How successful Black Friday is for stores and shopping centers largely depends on whether customers keep showing up — and whether they keep showing up depends on how they feel about those stores, Black Friday and holiday shopping in general.

Shoppers waiting outside a Macy's in New York on Black Friday in 2012.

That is why Bisnow decided to conduct its own survey of the general public through SurveyMonkey: to get a sense of how the average U.S. consumer feels about Black Friday with the Thanksgiving weekend approaching, and how people plan to spend their time and money.

Out of 698 respondents across occupations, ages, education and income levels, hailing from 47 states, Puerto Rico and Washington, D.C., 59% said they plan on shopping on Black Friday this year. The remaining 41% were split evenly between respondents who don't plan on participating in Black Friday and those who aren't sure.

Even though some stores regularly open as early as the afternoon of Thanksgiving these days, Black Friday still bears the popular image as a day of chaotic crowds. Among those who don't plan on shopping on Black Friday, 54% cited stores being too crowded as the reason for abstaining.


Even within the day's shoppers lies a continuation of a trend that might worry retailers: More than 52% of respondents plan to do their shopping online, compared to around 18% each for big-box stores and major malls.

The real estate industry is filled with people convinced that wherever there is a problem, the right built environment can unlock a solution. But Bisnow's survey doesn't indicate that shoppers' reason for staying home is one that can be addressed with different real estate choices: 83% of respondents said they were satisfied with their local shopping choices.

Though there is some disagreement, reports from analytics firms like Deloitte indicate that consumer spending will be strong through the holiday season. On Black Friday, however, the bulk of shoppers will focus on stretching their dollar; 78% of Bisnow respondents who said they will be shopping on the day after Thanksgiving cited discounts as their primary reason. The second-most popular reason, at a comparatively meager 10%, is for the experience to spend time with family.

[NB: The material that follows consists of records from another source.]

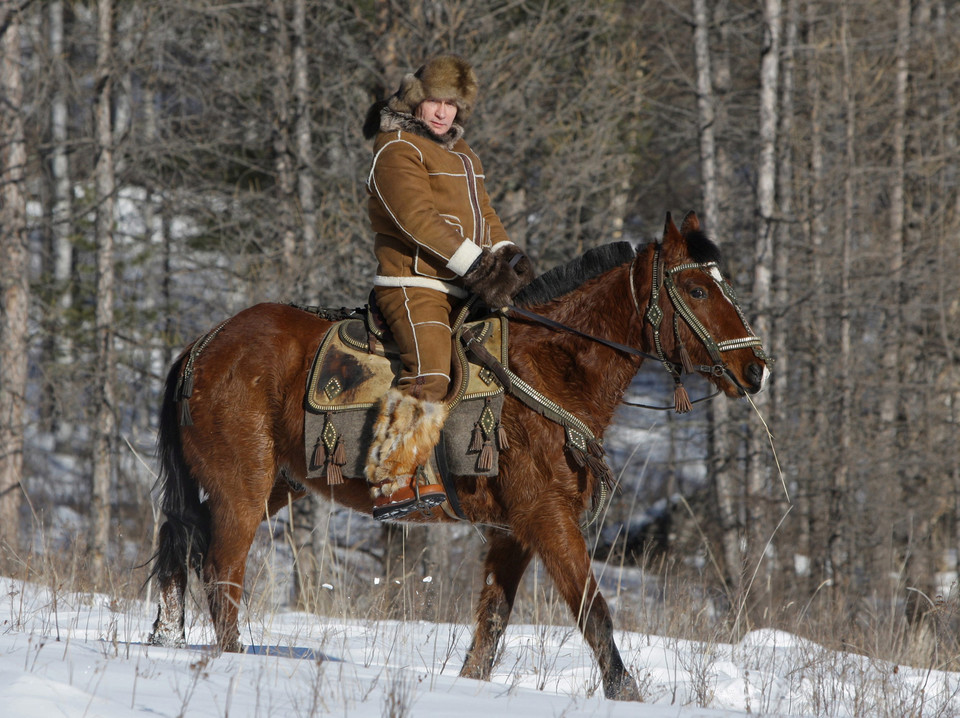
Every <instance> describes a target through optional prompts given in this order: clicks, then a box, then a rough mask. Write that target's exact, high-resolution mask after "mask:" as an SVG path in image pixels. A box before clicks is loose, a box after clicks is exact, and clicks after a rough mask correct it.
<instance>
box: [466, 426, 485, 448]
mask: <svg viewBox="0 0 960 718" xmlns="http://www.w3.org/2000/svg"><path fill="white" fill-rule="evenodd" d="M482 449H483V429H481V428H480V422H479V421H478V422H476V423H475V424H474V425H473V433H472V434H471V435H470V448H469V449H467V453H470V454H474V453H476V452H478V451H480V450H482Z"/></svg>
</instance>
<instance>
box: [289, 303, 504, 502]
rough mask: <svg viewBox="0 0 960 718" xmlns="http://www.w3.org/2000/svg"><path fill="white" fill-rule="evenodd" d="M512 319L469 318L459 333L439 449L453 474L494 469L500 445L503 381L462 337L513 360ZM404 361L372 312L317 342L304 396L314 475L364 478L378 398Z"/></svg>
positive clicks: (499, 317) (308, 442)
mask: <svg viewBox="0 0 960 718" xmlns="http://www.w3.org/2000/svg"><path fill="white" fill-rule="evenodd" d="M507 327H508V325H507V322H506V321H505V320H502V319H501V318H500V317H496V316H494V317H488V318H486V319H482V320H480V321H477V322H469V323H466V324H464V325H463V327H462V328H461V330H460V331H458V332H456V336H455V338H454V340H453V342H454V346H453V353H452V354H453V361H452V367H451V382H450V387H451V388H450V392H449V394H448V396H447V399H446V403H447V404H448V405H449V408H450V413H449V416H448V418H447V421H446V423H445V425H444V430H443V440H442V441H441V445H440V447H441V449H442V450H443V454H444V456H443V457H442V458H441V457H438V460H439V461H445V463H446V469H447V471H448V472H449V474H451V475H458V476H493V475H496V474H497V472H498V465H497V464H498V453H499V452H498V449H499V448H506V447H501V445H500V443H499V441H498V437H502V433H501V432H500V426H499V424H500V410H501V408H502V406H503V393H504V392H503V387H502V386H501V384H500V382H499V381H498V380H497V377H496V376H495V375H494V373H493V372H492V371H490V369H488V368H486V367H484V366H482V365H480V364H476V363H473V362H472V361H470V360H469V359H468V356H467V352H466V351H465V349H464V345H463V340H462V338H463V337H464V336H469V337H471V341H473V342H479V343H480V344H481V345H482V347H483V348H484V349H485V350H486V351H487V352H489V354H491V355H492V356H493V357H495V358H496V359H497V360H499V361H500V363H501V364H503V365H506V363H507V333H508V328H507ZM400 367H401V364H400V359H399V357H398V355H397V348H396V345H394V344H393V343H392V341H391V340H390V338H389V335H388V334H385V333H384V332H383V330H382V329H381V328H380V327H378V326H377V325H376V322H375V321H374V319H373V315H372V314H371V313H368V314H367V316H366V317H365V318H364V319H359V318H355V319H346V320H344V321H340V322H337V323H335V324H334V325H333V326H331V327H330V329H329V330H328V331H327V334H326V336H325V337H324V338H323V341H322V342H321V343H320V347H319V348H318V349H317V354H316V357H315V358H314V361H313V365H312V367H311V369H310V373H309V379H308V381H307V392H306V397H305V400H304V409H305V426H304V450H305V452H306V459H307V476H308V477H309V478H315V477H323V476H326V478H327V481H328V482H329V483H331V484H336V483H339V482H340V481H342V480H343V477H345V476H349V477H356V478H362V477H363V470H364V465H365V464H366V458H367V450H368V447H369V445H370V440H371V438H372V436H373V425H374V422H375V421H376V419H377V414H378V412H379V407H380V399H381V397H382V396H383V395H384V394H386V392H387V390H388V389H389V388H390V386H391V385H392V384H393V382H394V380H395V377H396V375H397V373H398V372H399V370H400Z"/></svg>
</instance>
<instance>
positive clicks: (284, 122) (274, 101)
mask: <svg viewBox="0 0 960 718" xmlns="http://www.w3.org/2000/svg"><path fill="white" fill-rule="evenodd" d="M271 10H272V18H271V19H272V21H273V24H274V38H275V42H274V53H273V72H274V81H273V111H274V116H275V117H276V120H275V123H274V124H275V126H274V138H273V152H274V155H275V157H276V160H275V162H276V172H277V192H278V194H279V197H278V204H279V210H280V211H279V212H278V217H277V220H278V224H279V225H280V227H281V280H282V281H284V282H287V283H292V285H293V286H294V287H299V286H301V284H302V281H301V274H300V266H301V263H300V257H299V256H298V247H297V232H296V226H295V218H296V204H295V202H294V186H295V184H296V174H295V169H294V160H293V151H292V147H291V142H290V65H291V62H290V27H289V23H288V21H287V0H273V4H272V8H271Z"/></svg>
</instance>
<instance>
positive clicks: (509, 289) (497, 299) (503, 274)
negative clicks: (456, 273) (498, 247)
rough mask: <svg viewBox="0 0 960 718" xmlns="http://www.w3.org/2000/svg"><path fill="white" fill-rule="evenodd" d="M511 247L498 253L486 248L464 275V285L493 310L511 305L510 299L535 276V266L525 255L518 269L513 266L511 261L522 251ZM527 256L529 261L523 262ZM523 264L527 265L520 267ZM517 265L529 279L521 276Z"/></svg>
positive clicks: (527, 260) (504, 249)
mask: <svg viewBox="0 0 960 718" xmlns="http://www.w3.org/2000/svg"><path fill="white" fill-rule="evenodd" d="M508 249H512V247H504V248H503V249H502V250H500V251H499V252H491V251H490V250H489V249H484V250H483V252H482V253H481V254H480V256H479V257H477V260H476V261H475V262H474V263H473V265H472V266H471V267H470V269H468V270H467V273H466V274H464V275H463V284H464V286H466V288H467V289H469V290H470V291H471V292H474V293H476V294H477V295H479V297H480V299H482V300H483V303H484V304H486V305H487V306H488V307H490V308H491V309H499V308H500V307H504V306H506V305H507V304H509V303H510V298H511V297H512V296H513V295H514V294H516V293H517V292H519V291H520V289H521V288H523V286H524V285H526V284H527V283H528V282H529V281H530V279H532V278H533V277H532V275H533V268H532V266H530V260H529V259H527V258H526V257H521V259H520V260H519V261H518V262H517V263H516V268H515V267H511V266H510V260H511V259H512V258H513V257H514V256H515V255H517V254H522V253H521V252H519V251H516V252H509V253H508V252H507V250H508ZM525 259H526V262H524V260H525ZM521 265H524V266H523V267H522V268H521ZM517 268H520V269H522V270H523V271H525V272H526V273H527V275H528V276H529V278H525V277H521V275H520V274H519V273H518V272H517Z"/></svg>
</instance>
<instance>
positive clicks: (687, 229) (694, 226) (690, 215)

Over 39% of respondents to Bisnow's survey said they plan to spend no more than $500 on Black Friday, compared to 31% who plan to spend less than $200 and 19% who plan to spend less than $1,000. Just under 10% plan to spend over $1,000 on Black Friday.

Some retailers, especially apparel sellers and department stores, are depending on the upcoming holiday season to convince lenders and investors that they are trending in the right direction — rather than toward liquidation. Such retailers may be encouraged by the 68% of respondents who said they plan to buy clothing on Black Friday.

The second most popular category was household goods, a selection of just over 50% of respondents. The main tech categories of televisions, phones and computers followed closely behind.


Though the survey itself is not enough to draw any definitive conclusions, it reflects what many have anecdotally observed about holiday shopping: Though e-commerce has become incredibly important to the retail landscape, it has not erased the viability or appeal of brick-and-mortar retail. 

A meaningful portion of shoppers plan to visit multiple stores and spend hundreds of dollars at the stores in deepest need of a holiday boost. Whether that portion is big enough to keep brands like J. Crew or Neiman Marcus around for Black Friday 2020 remains to be seen.